To avoid denial code 225 in the future, consider the following tips:

  1. Understand Encounter Reporting Requirements: Familiarize yourself with the encounter reporting requirements of different healthcare plans. Ensure that you have a clear understanding of the necessary information, coding guidelines, and documentation requirements.
  2. Submit Claims Timely: Adhere to the specified filing deadlines and submit claims within the required timeframe. Establish efficient processes and systems to ensure timely submission of claims.
  3. Coordinate Benefits Accurately: Ensure accurate coordination of benefits between different healthcare plans.

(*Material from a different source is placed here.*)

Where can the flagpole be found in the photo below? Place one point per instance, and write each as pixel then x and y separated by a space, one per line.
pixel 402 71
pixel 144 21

Verify primary payer information, coverage limitations, and obtain necessary authorizations as required.
  4. Comply with Plan Requirements: Familiarize yourself with the specific requirements of each healthcare plan and ensure compliance. This may include obtaining necessary referrals, authorizations, or meeting specific documentation requirements.

5. Example Cases

Below are two examples of denial code 225:

  • Example 1: A healthcare provider submits a claim for an encounter between two different healthcare plans. However, the encounter reporting does not meet the required standards, resulting in denial code 225 and the imposition of a penalty by the payer.
  • Example 2: A claim is submitted after the specified filing deadline, leading to denial code 225 and the imposition of an interest payment by the payer.